In their evaluation of the cefoxitin disk diffusion method compared to the gold standard PCR for the detection of the mecA gene in 155 clinical isolates of Staphylococcus aureus screened for the methicillin resistance profile, Cauwelier et al. [1] found that cefoxitin disk diffusion proved better than the oxacillin disk diffusion method. At the Sant Parmanand Hospital in New Delhi, India we have identified MRSA isolates using the growth inhibition diameter for cefoxitin of <20 mm for methicillin-resistant S. aureus (MRSA) and a diameter of ≧24 mm for methicillin-sensitive S. aureus (MSSA).

Located in the northern part of the city, the 140-bed multi-specialty hospital caters to the local population as well as the adjoining townships. During August 2004, cefoxitin screening of 16 S. aureus isolates revealed seven to be MRSA and nine as MSSA. The MRSA infections were found in six hospitalised patients and in one individual seeking treatment as an outpatient. The cefoxitin inhibitory zone ranged between 6 mm and 8 mm for MRSA and between 24 mm and 30 mm for MSSA. The antibiotic sensitivity profiles of the isolates were forwarded to the attending clinicians of the seven MRSA patients, and the possible failure of various β-lactam antibiotic regimens to treat the MRSA infections was discussed. An exclusive non-β-lactam antibiotic regimen was expected to be effective. The utility of the sensitivity profiles obtained with the cefoxitin method as a basis on which antimicrobial therapy should be switched from a β-lactam to a non-β-lactam regimen was demonstrated in the following two cases of MRSA infection affecting patients in surgical intensive care units.

The first patient was a 62-year-old male who underwent sapheno-femoral ligation with a perforator ligator. Subsequent MRSA infection of the wound was accompanied by purulent discharge and high fever. A therapeutic shift from a cephalosporin to a lincosamide (clindamycin) was associated with remarkable clinical improvement and clearance of MRSA from the wound. The second patient was a 63-year-old female who underwent laparotomy to treat pancreatitis and purulent material in the pelvis. Ventilator support and cephalosporins were administered, but a progressive rise in the total leukocyte count occurred nonetheless. MRSA was isolated from the bronchial drainage tube. A shift in the antimicrobial regimen from cephalomycin to clindamycin led to an effective response with dramatic improvement. Both patients recovered from their MRSA infections prior to being discharged from the hospital.

MRSA is a major cause of nosocomial infection worldwide, and it poses a growing threat to public health [2]. In India, 54.8% of 549 S. aureus strains isolated at one tertiary care health centre were found to be MRSA [3], while in a clinic for babies MRSA nasal carriage was detected among healthy adults, with 17 of 94 S. aureus isolates being MRSA [4]. Obviously, MRSA screening employing cefoxitin disk technology [1] would be an asset for healthcare establishments whose funds are too limited to routinely perform the slide agglutination test or PCR to detect the mecA gene. Irrespective of the genetic diversity of MRSA in any location, cefoxitin disk assays should help improve the clinical picture of MRSA patients in intensive care units. Such a screening procedure, coupled with a dialogue between the clinical microbiologists and clinicians responsible for managing MRSA patients, is bound to be useful, as demonstrated clearly in the two cases presented here.
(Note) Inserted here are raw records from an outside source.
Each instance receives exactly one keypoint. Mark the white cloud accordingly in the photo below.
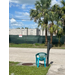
(23, 6)
(23, 1)
(24, 20)
(26, 14)
(56, 2)
(33, 2)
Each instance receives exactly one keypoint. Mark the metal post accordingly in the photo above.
(48, 53)
(48, 49)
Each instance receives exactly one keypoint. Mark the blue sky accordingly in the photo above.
(19, 11)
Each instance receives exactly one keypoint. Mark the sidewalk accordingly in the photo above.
(26, 55)
(56, 70)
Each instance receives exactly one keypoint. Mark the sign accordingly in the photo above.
(20, 35)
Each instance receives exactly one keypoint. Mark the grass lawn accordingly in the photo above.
(36, 45)
(26, 70)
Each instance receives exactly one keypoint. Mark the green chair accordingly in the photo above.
(41, 57)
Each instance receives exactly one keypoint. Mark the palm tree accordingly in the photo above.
(55, 14)
(41, 11)
(63, 14)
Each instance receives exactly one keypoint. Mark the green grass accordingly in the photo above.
(36, 45)
(27, 70)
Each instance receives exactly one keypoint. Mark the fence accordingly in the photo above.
(33, 39)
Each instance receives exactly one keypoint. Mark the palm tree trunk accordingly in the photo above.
(51, 36)
(45, 36)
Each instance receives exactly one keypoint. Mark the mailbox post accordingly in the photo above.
(48, 49)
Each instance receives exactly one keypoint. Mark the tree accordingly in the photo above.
(63, 15)
(41, 11)
(55, 14)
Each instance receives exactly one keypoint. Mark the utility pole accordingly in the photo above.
(48, 49)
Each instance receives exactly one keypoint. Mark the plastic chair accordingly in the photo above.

In addition, employment of the cefoxitin disk diffusion method reported by Cauwelier et al. [1] would simplify MRSA screening for nasal carriage among healthcare personnel. Establishments with meager resources for otherwise multi-step MRSA screening techniques would be well-advised to watch developments in the procedures designed to control MRSA proliferation in hospitals.